To generate this file, the following should work:
python plink_to_abyss_kmers.py most_significant_fugu_assoc.txt fugu_plink_abyss_input.txt
If your output does not match the example above, you might need to change the index positions in the python script to correctly grab the k-mer and the p-value columns (given different plink
versions). This input file is then run through ABYSS to assemble small contigs.
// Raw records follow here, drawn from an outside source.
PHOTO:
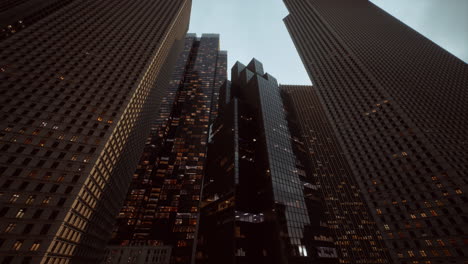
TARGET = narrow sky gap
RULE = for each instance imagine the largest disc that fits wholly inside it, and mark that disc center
(255, 29)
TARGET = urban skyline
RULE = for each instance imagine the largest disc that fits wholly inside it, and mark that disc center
(125, 140)
(400, 119)
(443, 22)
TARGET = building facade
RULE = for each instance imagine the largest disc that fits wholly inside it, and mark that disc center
(15, 15)
(354, 231)
(399, 104)
(138, 254)
(259, 202)
(78, 90)
(162, 204)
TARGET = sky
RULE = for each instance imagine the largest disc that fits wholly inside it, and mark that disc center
(255, 29)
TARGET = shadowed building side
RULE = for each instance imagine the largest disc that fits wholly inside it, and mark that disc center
(78, 91)
(399, 104)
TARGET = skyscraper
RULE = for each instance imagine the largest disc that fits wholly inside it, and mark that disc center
(353, 229)
(162, 203)
(78, 90)
(259, 204)
(399, 103)
(15, 15)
ABYSS -k25 -c0 -e0 fugu_plink_abyss_input.txt -o fugu_plink_abyss_output.txt
Running blastn
If you have a reference genome, you might be interested in where the enriched k-mers map to. The easiest way to check this is through a blastn
analysis.
You first need to create a blastdb:
makeblastdb -in GCF_901000725.2_fTakRub1.2_genomic.fna -dbtype nucl
Then you can run blastn:
blastn -query fugu_plink_abyss_output.txt -db GCF_901000725.2_fTakRub1.2_genomic.fna -outfmt 6
The output file from blastn will provide top candidate regions for each contig that was assembled from the k-mers. In the case of fugu, there are only 4 contigs that all blast to NC_042303.1, but in poplar and the golden monkey, these blast outputs were parsed with an R
script (e.g., poplar_kmerGWAS_blast_results.R
) to visualize which genomic regions the sex-assocaited k-mers map to. This script and the necessary input files have been included in the GitHub repo for poplar.